The UK’s beleaguered retail sector offered a rare glimmer of good news yesterday after Christmas trading updates from high street big-hitters failed to fulfil City fears of a sales meltdown.
Fashion chain Next and department store firm Debenhams both posted better-than-expected sales figures, while homewares group Dunelm added to the upbeat mood with “very robust” trading.
Next was the FTSE 100 Index’s leading riser – up more than ten per cent at one stage – despite a seven per cent decline in like-for-like sales at its stores since the end of July.
But the group refused to join rivals in slashing prices before Christmas and investors took heart from a “good start” to its sales as Next stuck to its previous guidance on profits and kept a tight rein on costs.
Debenhams meanwhile posted a lower-than-expected sales decline of 3.3 per cent across its stores in the UK and Ireland in a “creditable” Christmas performance – pushing its shares almost 30 per cent higher.
The company also gained from investing in the quality of its goods as well as price promotions as more careful consumers looked for better quality items.
Out-of-town homewares firm Dunelm said its focus on the value-for-money end of the market had helped it ride out lower sales, along with the failure of rivals such as Rosebys. And privately-owned fashion chain New Look – another firm that refused to be dragged into the high street’s pre-Christmas price war – enjoyed a successful Christmas after sales rose 2.8 per cent on a comparable basis with a year earlier.
BGC Partners’ David Buik said of Next and Debenhams’ updates: “In all fairness, they were probably better than expected and what is encouraging about both companies is the fact that both managements seem to be good housekeepers.”
But despite signs of a post-Christmas sales boost, high street trading could slide again as shoppers head back to the office, Seymour Pierce retail analyst Freddie George added. “It was not quite as bad as expected because of the week after Christmas, but now everybody is back at work we might see that fade,” he warned.

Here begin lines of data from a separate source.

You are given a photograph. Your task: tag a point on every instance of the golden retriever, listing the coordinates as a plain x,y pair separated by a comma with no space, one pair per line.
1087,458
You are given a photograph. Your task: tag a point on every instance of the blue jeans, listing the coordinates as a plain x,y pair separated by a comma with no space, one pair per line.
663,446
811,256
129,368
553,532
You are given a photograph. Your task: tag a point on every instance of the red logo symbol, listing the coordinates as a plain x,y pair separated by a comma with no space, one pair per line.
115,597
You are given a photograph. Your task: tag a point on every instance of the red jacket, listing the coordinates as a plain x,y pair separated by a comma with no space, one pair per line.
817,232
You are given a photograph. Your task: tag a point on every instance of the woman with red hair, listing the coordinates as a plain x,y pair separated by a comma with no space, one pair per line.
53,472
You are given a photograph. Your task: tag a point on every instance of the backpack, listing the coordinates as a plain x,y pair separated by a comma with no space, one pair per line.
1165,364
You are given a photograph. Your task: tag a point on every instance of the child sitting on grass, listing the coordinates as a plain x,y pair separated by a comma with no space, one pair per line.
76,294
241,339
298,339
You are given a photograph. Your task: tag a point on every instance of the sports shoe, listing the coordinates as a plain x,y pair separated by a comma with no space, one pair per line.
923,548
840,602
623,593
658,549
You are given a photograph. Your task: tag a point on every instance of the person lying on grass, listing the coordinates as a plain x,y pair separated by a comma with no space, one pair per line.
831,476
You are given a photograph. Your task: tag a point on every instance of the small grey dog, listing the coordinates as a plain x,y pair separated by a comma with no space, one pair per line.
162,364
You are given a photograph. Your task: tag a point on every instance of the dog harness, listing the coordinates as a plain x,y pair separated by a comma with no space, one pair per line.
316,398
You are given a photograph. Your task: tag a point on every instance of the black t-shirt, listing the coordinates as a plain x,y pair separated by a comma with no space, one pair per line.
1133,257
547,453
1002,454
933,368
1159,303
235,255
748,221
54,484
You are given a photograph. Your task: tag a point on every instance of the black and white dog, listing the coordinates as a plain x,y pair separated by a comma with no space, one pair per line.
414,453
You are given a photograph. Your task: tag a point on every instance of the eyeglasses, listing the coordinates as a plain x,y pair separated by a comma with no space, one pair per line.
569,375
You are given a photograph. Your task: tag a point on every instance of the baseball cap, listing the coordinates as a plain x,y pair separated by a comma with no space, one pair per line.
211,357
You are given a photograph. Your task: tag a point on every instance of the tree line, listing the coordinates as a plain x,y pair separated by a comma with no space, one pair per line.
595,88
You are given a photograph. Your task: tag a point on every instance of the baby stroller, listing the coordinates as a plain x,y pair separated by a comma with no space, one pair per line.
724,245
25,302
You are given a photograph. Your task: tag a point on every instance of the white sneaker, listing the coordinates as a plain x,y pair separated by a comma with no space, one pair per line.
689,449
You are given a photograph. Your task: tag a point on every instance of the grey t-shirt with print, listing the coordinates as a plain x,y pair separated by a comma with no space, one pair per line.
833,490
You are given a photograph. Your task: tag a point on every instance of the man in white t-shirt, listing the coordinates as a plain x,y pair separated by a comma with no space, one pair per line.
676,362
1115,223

And while Next’s update impressed investors, the group’s finance director David Keens said the group was going through the toughest trading conditions since the recession of the early 90s, and warned a weaker pound was likely to push up prices this year.

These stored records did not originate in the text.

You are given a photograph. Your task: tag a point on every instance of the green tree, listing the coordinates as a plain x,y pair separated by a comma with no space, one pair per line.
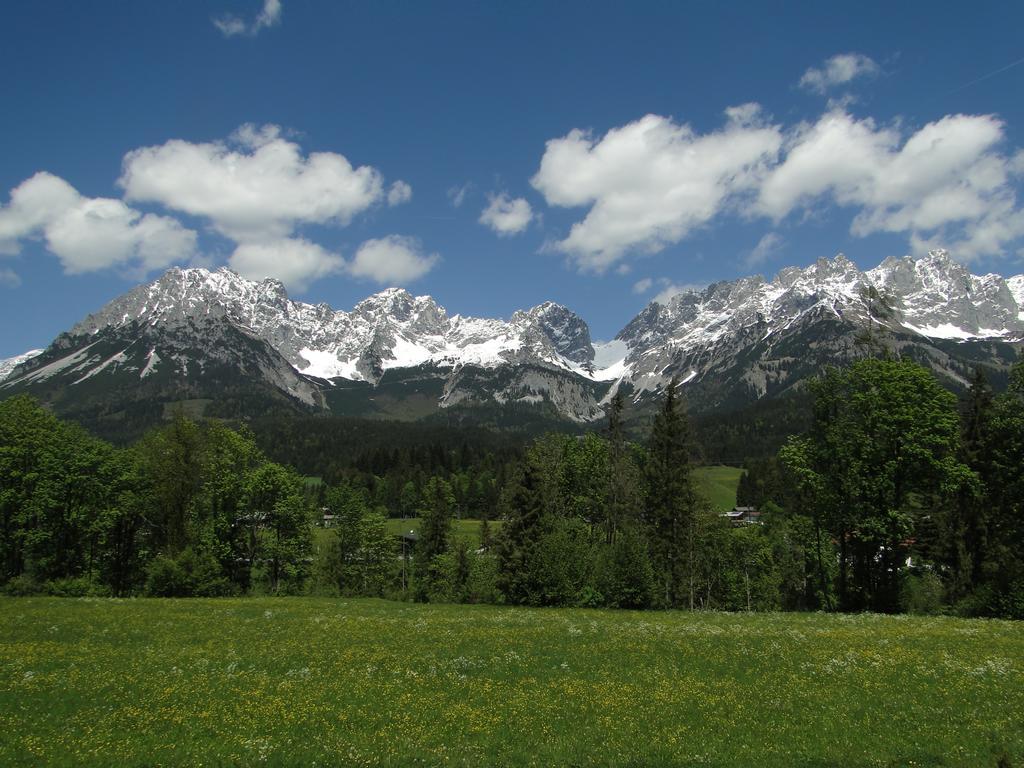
885,437
672,504
436,510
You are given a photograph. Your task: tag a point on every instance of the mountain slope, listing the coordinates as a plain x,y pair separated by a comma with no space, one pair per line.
240,347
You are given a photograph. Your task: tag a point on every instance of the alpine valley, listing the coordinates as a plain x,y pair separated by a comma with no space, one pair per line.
216,344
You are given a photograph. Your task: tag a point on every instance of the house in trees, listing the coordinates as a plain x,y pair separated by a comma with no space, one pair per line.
743,516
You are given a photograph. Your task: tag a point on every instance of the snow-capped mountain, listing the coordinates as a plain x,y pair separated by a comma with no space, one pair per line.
389,330
764,335
8,365
239,346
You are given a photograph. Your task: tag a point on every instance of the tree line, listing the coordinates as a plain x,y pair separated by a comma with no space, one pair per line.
895,498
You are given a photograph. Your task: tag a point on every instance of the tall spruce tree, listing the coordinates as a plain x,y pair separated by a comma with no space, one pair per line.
672,504
435,531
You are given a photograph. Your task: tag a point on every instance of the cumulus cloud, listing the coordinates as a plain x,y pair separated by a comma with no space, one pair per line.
392,260
232,26
507,216
257,186
839,70
643,285
651,182
90,233
667,288
295,262
766,247
670,290
947,182
398,194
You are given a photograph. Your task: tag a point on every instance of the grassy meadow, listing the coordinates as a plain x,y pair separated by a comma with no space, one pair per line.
718,483
309,681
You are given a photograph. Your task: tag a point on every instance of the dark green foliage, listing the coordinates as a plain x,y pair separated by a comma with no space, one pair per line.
881,457
891,501
625,578
186,574
434,571
672,504
190,510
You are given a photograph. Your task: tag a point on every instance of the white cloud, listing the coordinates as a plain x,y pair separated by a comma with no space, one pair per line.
232,26
668,288
766,247
839,70
257,186
458,194
671,290
945,183
90,233
391,260
505,215
643,285
651,182
398,194
295,262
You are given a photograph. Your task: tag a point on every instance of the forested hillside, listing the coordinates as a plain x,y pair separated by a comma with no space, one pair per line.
894,498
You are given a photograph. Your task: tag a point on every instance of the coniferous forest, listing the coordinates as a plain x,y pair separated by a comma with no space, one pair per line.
897,497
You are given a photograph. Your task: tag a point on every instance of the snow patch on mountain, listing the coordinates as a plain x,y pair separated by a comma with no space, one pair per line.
8,365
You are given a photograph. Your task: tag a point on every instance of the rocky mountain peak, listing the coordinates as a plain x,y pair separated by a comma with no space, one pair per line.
568,333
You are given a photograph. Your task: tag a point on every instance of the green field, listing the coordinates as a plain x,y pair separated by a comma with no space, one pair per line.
718,484
303,681
463,530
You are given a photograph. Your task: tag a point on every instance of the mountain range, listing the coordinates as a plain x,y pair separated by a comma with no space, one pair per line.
219,344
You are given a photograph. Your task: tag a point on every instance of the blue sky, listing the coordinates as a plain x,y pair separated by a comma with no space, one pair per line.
497,155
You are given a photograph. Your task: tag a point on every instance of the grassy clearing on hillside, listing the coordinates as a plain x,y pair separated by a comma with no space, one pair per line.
299,681
719,484
463,530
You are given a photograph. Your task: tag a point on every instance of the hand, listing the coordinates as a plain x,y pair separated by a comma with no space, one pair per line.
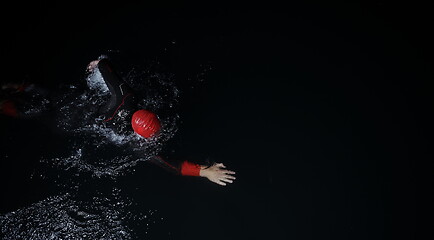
217,173
91,66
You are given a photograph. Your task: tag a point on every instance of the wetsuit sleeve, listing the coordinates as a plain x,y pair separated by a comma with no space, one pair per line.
184,168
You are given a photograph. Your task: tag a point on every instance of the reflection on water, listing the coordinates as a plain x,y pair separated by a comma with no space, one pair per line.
93,150
102,216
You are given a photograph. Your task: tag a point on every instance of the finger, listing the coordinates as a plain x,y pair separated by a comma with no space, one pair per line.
230,177
219,182
227,180
220,165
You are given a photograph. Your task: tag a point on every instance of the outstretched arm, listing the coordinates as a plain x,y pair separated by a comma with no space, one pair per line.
217,173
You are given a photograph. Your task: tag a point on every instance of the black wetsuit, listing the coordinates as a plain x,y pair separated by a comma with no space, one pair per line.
122,98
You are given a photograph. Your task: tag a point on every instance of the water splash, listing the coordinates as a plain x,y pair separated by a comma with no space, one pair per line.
112,148
66,216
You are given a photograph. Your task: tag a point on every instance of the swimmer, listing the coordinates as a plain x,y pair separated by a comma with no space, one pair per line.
146,124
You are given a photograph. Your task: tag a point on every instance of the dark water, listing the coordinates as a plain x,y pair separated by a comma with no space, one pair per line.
324,112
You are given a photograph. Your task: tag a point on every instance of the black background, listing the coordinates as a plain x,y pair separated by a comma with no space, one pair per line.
323,110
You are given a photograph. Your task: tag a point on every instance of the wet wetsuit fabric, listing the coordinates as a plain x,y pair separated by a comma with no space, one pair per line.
184,168
122,97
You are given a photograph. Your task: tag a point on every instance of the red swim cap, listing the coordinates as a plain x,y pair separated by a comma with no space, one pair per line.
145,123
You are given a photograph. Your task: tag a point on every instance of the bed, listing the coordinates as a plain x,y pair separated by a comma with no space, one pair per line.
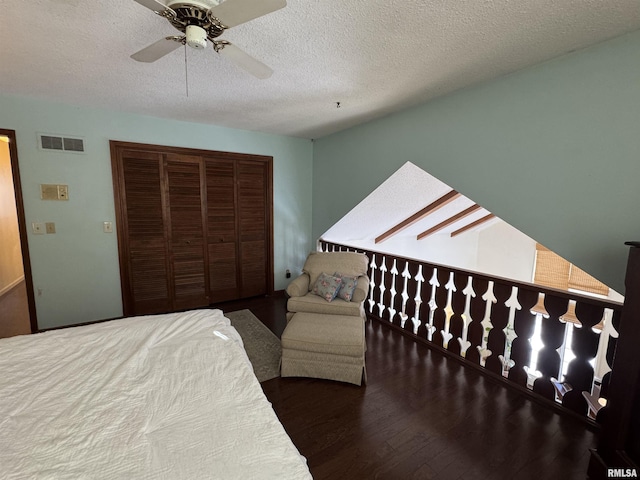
165,396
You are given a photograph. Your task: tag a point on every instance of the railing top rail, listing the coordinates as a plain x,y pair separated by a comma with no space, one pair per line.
606,303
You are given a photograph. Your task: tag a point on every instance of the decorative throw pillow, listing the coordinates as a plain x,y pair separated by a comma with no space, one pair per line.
327,286
347,286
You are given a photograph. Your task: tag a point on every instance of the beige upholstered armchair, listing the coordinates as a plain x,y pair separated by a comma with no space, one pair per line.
349,264
325,332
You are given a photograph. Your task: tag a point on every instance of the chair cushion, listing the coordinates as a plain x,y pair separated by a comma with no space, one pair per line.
332,334
327,286
347,263
347,286
311,303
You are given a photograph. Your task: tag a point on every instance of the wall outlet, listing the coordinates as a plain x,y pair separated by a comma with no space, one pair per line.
63,192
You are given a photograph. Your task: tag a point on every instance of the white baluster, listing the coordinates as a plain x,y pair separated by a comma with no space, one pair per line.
372,287
417,299
381,287
466,317
490,299
392,311
432,303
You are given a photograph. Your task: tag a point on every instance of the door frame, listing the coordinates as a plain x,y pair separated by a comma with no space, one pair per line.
22,226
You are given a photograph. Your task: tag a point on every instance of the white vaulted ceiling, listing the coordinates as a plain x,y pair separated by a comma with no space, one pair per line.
373,56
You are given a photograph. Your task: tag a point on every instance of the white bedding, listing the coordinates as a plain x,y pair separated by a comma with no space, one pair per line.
146,397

“It has been a very, very tough five-month period,” he said.
“In particular the months between mid-October and mid-December. You have got to go back to the early 90s to see a period as difficult as this for our retail business.”
Attention will now focus on high street bellwether Marks & Spencer, which gives its own Christmas update today.

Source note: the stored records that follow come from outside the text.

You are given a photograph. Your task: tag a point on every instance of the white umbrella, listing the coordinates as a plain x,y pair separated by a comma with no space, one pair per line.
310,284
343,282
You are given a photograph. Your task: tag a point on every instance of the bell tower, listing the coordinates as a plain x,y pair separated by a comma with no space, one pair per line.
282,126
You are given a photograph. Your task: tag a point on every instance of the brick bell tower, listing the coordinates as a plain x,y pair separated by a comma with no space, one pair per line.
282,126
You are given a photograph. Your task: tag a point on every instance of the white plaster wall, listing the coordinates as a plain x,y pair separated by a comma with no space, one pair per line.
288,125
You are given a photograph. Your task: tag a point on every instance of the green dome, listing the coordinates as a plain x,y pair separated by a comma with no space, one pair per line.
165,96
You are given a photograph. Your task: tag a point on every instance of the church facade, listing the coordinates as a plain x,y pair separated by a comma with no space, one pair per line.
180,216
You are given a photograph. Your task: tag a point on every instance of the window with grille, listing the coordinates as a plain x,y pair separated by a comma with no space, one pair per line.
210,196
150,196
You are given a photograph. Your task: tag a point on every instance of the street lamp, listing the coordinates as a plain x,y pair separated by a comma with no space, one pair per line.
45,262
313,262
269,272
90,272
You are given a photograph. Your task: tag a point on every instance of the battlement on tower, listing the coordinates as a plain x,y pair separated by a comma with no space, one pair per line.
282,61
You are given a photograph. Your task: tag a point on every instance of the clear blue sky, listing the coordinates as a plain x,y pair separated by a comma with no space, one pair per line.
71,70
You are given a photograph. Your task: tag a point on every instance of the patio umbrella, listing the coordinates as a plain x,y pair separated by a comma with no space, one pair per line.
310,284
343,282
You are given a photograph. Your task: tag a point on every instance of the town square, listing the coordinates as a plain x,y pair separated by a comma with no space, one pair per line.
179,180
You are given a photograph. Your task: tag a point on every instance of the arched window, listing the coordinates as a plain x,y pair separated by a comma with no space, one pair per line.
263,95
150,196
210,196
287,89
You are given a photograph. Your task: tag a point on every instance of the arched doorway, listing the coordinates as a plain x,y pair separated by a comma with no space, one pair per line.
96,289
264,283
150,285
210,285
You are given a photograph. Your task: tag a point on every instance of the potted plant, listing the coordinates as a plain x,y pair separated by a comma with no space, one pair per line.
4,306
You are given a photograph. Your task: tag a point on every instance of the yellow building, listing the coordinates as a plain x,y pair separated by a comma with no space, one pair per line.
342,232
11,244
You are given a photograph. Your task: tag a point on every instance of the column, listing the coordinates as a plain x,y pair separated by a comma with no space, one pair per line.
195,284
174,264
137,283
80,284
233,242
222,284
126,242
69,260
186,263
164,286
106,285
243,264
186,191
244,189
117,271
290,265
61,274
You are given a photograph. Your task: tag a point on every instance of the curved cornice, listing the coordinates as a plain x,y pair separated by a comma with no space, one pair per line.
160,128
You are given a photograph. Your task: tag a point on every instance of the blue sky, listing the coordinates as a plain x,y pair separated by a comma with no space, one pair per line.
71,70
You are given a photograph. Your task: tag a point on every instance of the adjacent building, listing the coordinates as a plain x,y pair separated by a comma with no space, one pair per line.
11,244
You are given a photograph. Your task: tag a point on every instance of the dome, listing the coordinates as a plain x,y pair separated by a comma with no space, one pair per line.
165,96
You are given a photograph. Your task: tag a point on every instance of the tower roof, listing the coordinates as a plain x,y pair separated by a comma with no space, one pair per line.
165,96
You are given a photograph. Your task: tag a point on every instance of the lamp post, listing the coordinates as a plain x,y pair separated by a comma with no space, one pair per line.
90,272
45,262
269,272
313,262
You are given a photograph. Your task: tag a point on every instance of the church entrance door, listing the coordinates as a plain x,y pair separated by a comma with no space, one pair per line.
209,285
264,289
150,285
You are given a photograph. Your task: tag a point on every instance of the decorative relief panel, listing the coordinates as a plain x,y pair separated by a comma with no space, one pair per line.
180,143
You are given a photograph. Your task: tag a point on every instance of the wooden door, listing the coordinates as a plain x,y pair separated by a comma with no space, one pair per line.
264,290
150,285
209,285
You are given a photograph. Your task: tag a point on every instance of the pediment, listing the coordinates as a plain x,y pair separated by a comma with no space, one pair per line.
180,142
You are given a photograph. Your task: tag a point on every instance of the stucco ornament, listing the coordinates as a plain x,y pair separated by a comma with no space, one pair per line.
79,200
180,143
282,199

M&S yesterday confirmed that it will cut more than 1,000 jobs from shop floors, head office and support sectors.
The job cuts would come just three months after the retailer controversially lowered its redundancy terms for employees – and then sacked the whistle-blower who leaked the details to the press.
M&S is also expected to post dismal sales figures for the three months to Christmas after a 6.1 per cent decline in overall UK like-for-like sales between July and the end of September – its worst performance since 2005.
As well as hitting M&S, the bleak retailing climate has sent a string of businesses such as children’s clothes retailer Adams, Woolworths, music and entertainment chain Zavvi, and MFI under in the past six weeks.